On Fri, Nov 06, 2015 at 03:51:30PM +0100, Pavel Březina wrote:
Hi!
Since we have pretty nice custom error codes, I would like to get rid of
DP_ERR_* codes. They are practically useless and are adding non-trivial
complexity to the code.
I did only a quick look so it is possible that I missed something, but let's
talk about it. We have the following codes:
>#define DP_ERR_OK 0
DP_ERR_OK is usually used in combination with EOK and in most cases it is
treated as error (or worse not handled at all). There are some situations
when DP_ERR_OK and !EOK is used, it is mostly in combination with PAM error
code and access control, but we can handle this with custom error codes.
>#define DP_ERR_OFFLINE 1
DP_ERR_OFFLINE means EAGAIN, always. This should be changed to ERR_OFFLINE
or similar custom error o
This error code can't be returned from provider's can it?
>#define DP_ERR_TIMEOUT 2
This is not used at all.
I guess this was meant to be used for cases where the DP takes too long
to answer and the request is cancelled.
>#define DP_ERR_FATAL 3
This is other than EOK code and should be avoided.

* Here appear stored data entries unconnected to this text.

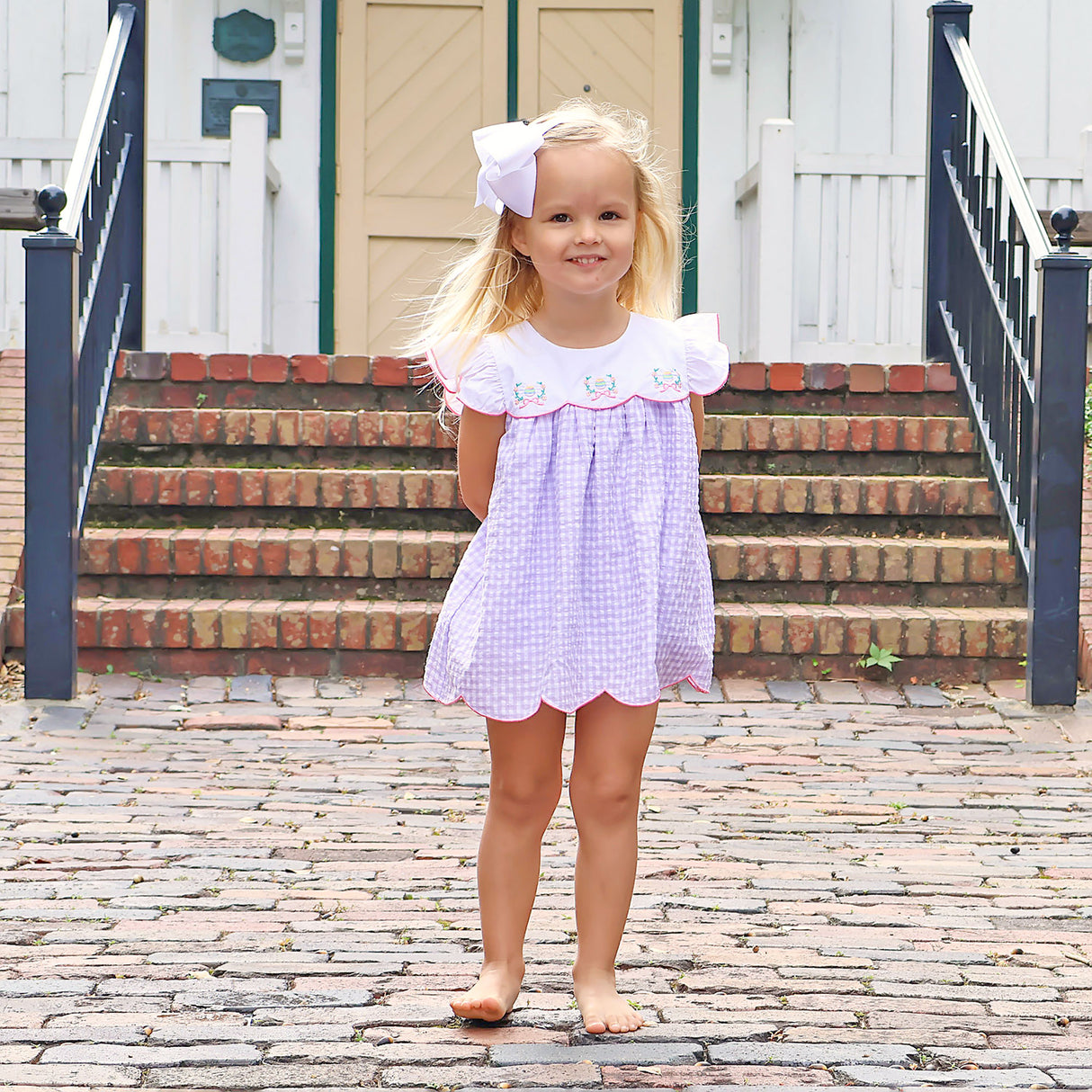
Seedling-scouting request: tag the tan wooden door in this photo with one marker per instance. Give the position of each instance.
(414, 79)
(617, 51)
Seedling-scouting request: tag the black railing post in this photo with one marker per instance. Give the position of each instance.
(131, 116)
(945, 98)
(50, 532)
(1057, 472)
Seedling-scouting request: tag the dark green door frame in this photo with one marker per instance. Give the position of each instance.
(327, 153)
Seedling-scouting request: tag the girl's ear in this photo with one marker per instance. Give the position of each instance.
(518, 236)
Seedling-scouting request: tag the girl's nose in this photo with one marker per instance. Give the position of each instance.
(588, 230)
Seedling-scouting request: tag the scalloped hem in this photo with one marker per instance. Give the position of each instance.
(542, 701)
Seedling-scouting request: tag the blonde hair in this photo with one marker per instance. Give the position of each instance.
(494, 286)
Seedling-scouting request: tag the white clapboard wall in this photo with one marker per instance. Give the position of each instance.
(49, 54)
(851, 75)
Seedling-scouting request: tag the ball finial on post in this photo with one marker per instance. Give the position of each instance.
(51, 201)
(1064, 220)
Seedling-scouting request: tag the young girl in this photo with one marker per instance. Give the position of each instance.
(587, 586)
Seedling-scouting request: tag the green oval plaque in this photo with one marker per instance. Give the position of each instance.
(244, 36)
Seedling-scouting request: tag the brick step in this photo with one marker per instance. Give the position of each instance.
(291, 428)
(254, 564)
(319, 368)
(934, 642)
(420, 489)
(248, 554)
(310, 381)
(369, 428)
(411, 588)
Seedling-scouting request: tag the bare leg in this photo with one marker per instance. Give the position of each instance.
(524, 787)
(605, 785)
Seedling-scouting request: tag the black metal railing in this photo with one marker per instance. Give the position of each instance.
(85, 286)
(1011, 317)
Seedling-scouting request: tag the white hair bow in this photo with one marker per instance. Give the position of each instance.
(508, 172)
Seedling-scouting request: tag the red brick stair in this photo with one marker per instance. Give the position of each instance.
(301, 515)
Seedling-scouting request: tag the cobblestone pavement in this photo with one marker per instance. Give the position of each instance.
(270, 884)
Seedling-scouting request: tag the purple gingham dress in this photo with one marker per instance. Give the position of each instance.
(591, 571)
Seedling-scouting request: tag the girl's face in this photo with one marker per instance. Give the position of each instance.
(580, 234)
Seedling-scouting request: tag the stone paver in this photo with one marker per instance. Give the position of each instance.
(255, 883)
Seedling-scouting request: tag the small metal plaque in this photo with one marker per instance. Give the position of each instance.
(244, 36)
(219, 96)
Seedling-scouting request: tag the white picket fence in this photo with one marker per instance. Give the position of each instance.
(210, 209)
(832, 248)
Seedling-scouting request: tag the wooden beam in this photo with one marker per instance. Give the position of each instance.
(20, 212)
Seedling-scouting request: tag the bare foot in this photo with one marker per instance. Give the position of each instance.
(493, 996)
(602, 1008)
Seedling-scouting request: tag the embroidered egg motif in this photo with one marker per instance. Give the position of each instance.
(667, 379)
(601, 387)
(529, 394)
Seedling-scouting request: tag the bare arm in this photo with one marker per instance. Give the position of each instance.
(698, 407)
(479, 439)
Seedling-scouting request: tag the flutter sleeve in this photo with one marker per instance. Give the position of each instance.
(707, 357)
(478, 383)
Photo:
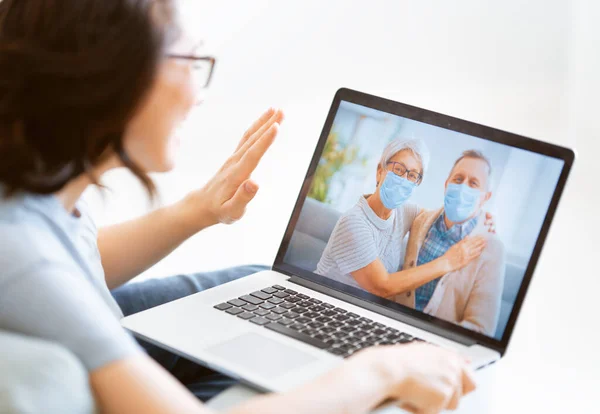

Having only one error code from sdap operations would simplify code flow and
make the code less error prone.
I don't think we should leak sdap error codes to responders (and data
provider is mostly a layer between responders and providers). The
authentication code currently returns PAM error codes to DP..
What if the provider returned a single error code but we still retained
a tuple of (dp_err, provider_err) towards the responders? Then DP_ERR_OK
and DP_ERR_OFFLINE wouldn't use the minor error code but DP_ERR_FATAL
would transfer the error from the provider along with sss_strerror()
or similar explanation?
Then providers would return a single error code, but responder would
be able to distinguish between cases where all went fine, where provider
wasn't even contacted and failures...
In my opinion this should be part of or even prerequisite to ldap provider
and sdap_id_op refactoring.
How is DP interface related to sdap_id_op code?